# Oto fruits



## ChoclateBetta (Jul 22, 2012)

I want to feed my otos zuccina but want it to be prepared like I know most fruits have oils and pesticides how do I prepare and give it to them.


----------



## copperarabian (Apr 27, 2011)

I've always used cucumber, the one time I tried zucchini it made my tank cloudy D: It won't hurt the tank unless left in it for so long that it rots. 

I weighed mine down with rocks or weighted cucumber hooks. Some people cook them to make them sink.


----------



## ChoclateBetta (Jul 22, 2012)

What about chemicals


----------



## Pilot00 (Jul 24, 2012)

Wash them as any other fruit or veggie. Some people boil or microwave them for a couple o mins.


----------



## 1077 (Apr 16, 2008)

I rinse em off ,stab em with a fork so that the point's on the fork are not exposed, and plop em in the tank.
Can leave vegetable matter in the tank for up to two day's if you are so inclined.(have done so on weekend fishing trip's)
The vegetable matter contains none of the animal proteins that most fish food's contain(fish,shrimp,krill etc) so although it may cloud the water (depending on how big a piece you use ,tank size) It won't give rise to ammonia level's in my expierience.(whole zuchinni in ten gal might):lol:
Most times,,I place the vegetable matter in the tank at light's out for the day,,and remove it the following day same time.
Oak,Birch leaves,are left in the tank till there's nothing left for like the vegetables,,they don't contain the animal protein's (shrimp,krill,fish,etc).


----------



## MSG (May 8, 2012)

*Pesticides are usually wax based and will not wash off with water.*


Use a mixture of table or kosher salt to scrub the outside of the conventionally grown veggie & rinse well before you slice it for your fish.
Peel off the skin, most of the pesticides are on the outside, but keep in mind most of the nutrients are on the skin as well.
Use ORGANIC veggies. But you still have to clean the outside just in case there are some residue from being improperly handled.
Cucumber have virtually no nutrients, zucchini & yellow zucchini are better veggies to use.


Option 3 is the safest, but the most expensive.
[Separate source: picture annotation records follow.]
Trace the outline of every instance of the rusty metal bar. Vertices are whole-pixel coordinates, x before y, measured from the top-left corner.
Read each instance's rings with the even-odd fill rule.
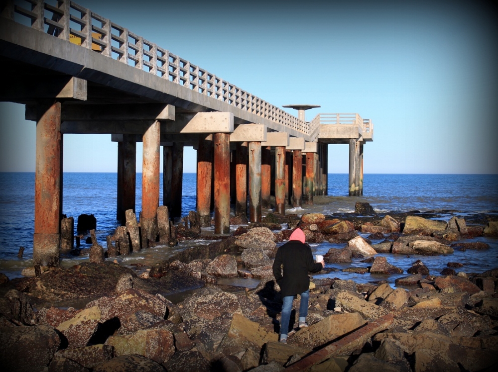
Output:
[[[122,180],[123,189],[122,194],[122,208],[123,216],[121,219],[121,224],[126,224],[125,212],[128,209],[132,209],[135,212],[136,201],[136,142],[134,136],[127,134],[123,135],[123,142],[122,147],[122,159],[123,160]],[[158,191],[158,196],[159,193]],[[158,200],[158,203],[159,202]]]
[[[59,265],[62,192],[61,103],[37,107],[34,186],[35,265]]]
[[[237,188],[237,196],[235,203],[235,215],[236,216],[244,216],[247,218],[248,215],[248,189],[247,189],[247,174],[248,161],[248,143],[237,142],[235,167],[235,182]]]
[[[182,216],[182,186],[183,182],[183,143],[174,142],[172,153],[171,219]]]
[[[313,195],[315,186],[315,153],[306,153],[306,176],[304,193],[306,204],[313,205]]]
[[[142,162],[142,247],[148,247],[147,240],[155,240],[157,207],[159,206],[159,148],[161,124],[156,120],[143,134]]]
[[[213,141],[199,140],[197,150],[197,209],[201,226],[208,227],[211,224],[211,175],[213,168]]]
[[[230,232],[230,135],[213,135],[215,154],[215,233]]]
[[[285,214],[285,147],[275,148],[275,210]]]
[[[261,222],[261,142],[249,142],[249,221]]]
[[[270,207],[271,188],[271,152],[269,146],[261,148],[261,207]]]
[[[173,170],[173,147],[162,148],[162,205],[171,210],[171,177]]]
[[[309,371],[311,367],[337,355],[351,353],[361,349],[374,335],[387,329],[392,323],[394,314],[389,313],[374,322],[359,328],[340,340],[305,357],[285,369],[285,372]]]
[[[292,153],[292,206],[300,207],[303,198],[303,158],[300,150]]]

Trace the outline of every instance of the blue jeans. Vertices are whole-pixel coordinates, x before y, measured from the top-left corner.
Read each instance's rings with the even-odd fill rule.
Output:
[[[294,297],[294,296],[285,296],[282,299],[283,303],[282,304],[282,317],[280,319],[281,339],[287,338],[287,334],[289,332],[289,321],[290,320],[290,313],[292,311],[292,301]],[[306,315],[308,315],[308,302],[309,297],[309,289],[301,293],[301,302],[299,304],[300,322],[306,321]]]

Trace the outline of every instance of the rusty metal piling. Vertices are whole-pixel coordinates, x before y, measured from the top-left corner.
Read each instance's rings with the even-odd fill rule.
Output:
[[[215,233],[230,232],[230,142],[228,133],[213,135],[215,154]]]
[[[62,212],[61,103],[37,108],[33,261],[35,265],[57,266]]]
[[[261,142],[249,142],[249,221],[261,222]]]
[[[208,227],[211,224],[212,168],[213,141],[210,138],[200,139],[197,150],[197,209],[202,227]]]
[[[285,147],[275,148],[275,210],[285,214]]]

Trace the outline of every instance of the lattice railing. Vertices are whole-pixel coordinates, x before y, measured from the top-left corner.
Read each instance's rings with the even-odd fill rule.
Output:
[[[309,136],[318,128],[72,1],[4,0],[1,6],[0,12],[4,17],[305,135]]]
[[[370,133],[374,130],[374,124],[370,119],[363,119],[359,114],[331,113],[318,114],[310,122],[313,126],[324,124],[342,124],[346,125],[362,125],[365,133]]]

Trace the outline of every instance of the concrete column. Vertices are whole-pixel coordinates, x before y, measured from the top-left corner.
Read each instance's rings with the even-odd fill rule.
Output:
[[[322,145],[322,195],[328,195],[329,187],[329,145]]]
[[[271,188],[271,152],[270,146],[261,149],[261,207],[270,207]]]
[[[363,195],[363,143],[360,145],[360,194]]]
[[[57,266],[62,199],[61,103],[37,108],[33,261],[35,265]]]
[[[202,227],[211,224],[211,175],[213,168],[213,141],[199,140],[197,150],[197,213]]]
[[[248,143],[237,142],[235,167],[235,182],[237,187],[237,200],[235,203],[235,215],[248,215],[247,173],[248,149]]]
[[[142,213],[140,224],[143,248],[148,247],[148,240],[155,241],[157,231],[160,136],[161,124],[156,120],[147,129],[142,137]]]
[[[121,146],[122,214],[118,218],[123,226],[126,224],[125,212],[132,209],[135,213],[136,184],[136,142],[133,136],[123,135]]]
[[[171,218],[182,216],[182,186],[183,182],[183,143],[174,142],[171,159]]]
[[[275,210],[285,214],[285,147],[275,148]]]
[[[359,174],[357,172],[357,169],[359,167],[358,162],[359,161],[359,150],[360,146],[357,144],[358,142],[354,138],[349,140],[349,192],[350,196],[356,196],[357,185],[355,183],[357,181],[359,182],[359,178],[357,180],[357,175]]]
[[[173,147],[162,147],[162,205],[171,212],[171,178],[173,170]]]
[[[300,207],[303,196],[303,160],[300,150],[292,153],[292,206]]]
[[[230,135],[213,135],[215,154],[215,233],[230,232]]]
[[[306,194],[306,204],[312,205],[315,186],[315,153],[306,153],[306,176],[304,193]]]
[[[261,142],[250,142],[249,147],[249,221],[261,222]]]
I feed my fish weird stuff & insects that no one on this forum recommends, but all my fishies are alive & well.


----------



## 1077 (Apr 16, 2008)

MSG said:


> Use a mixture of table or kosher salt to scrub the outside of the conventionally grown veggie & rinse well before you slice it for your fish.
> Peel off the skin, most of the pesticides are on the outside, but keep in mind most of the nutrients are on the skin as well.
> Use ORGANIC veggies. But you still have to clean the outside just in case there are some residue from being improperly handled.
> Cucumber have virtually no nutrients, zucchini & yellow zucchini are better veggies to use.
> ...


Both myself,and fishes have been eatin vegetables for year's after rinsing them under tapwater.
Lot's of produce is cleaned before it hit's the market with bleach/water solution, or tapwater that contain's chlorine/chloramines.
If it weren't effective,,all kind's of folk's would be droppin like flies from residual's ,not to mention that you'd have to wash the dirt mud off the produce before eating it.


----------



## Pilot00 (Jul 24, 2012)

1077 said:


> Both myself,and fishes have been eatin vegetables for year's after rinsing them under tapwater.
> Lot's of produce is cleaned before it hit's the market with bleach/water solution, or tapwater that contain's chlorine/chloramines.
> If it weren't effective,,all kind's of folk's would be droppin like flies from residual's ,not to mention that you'd have to wash the dirt mud off the produce before eating it.


+1


----------



## MSG (May 8, 2012)

That layer of wax also acts as a preservative they don't wash it because it would need to be dried otherwise the product will rot. That extra step will add to the final cost to the product & will reduce the shelf life. 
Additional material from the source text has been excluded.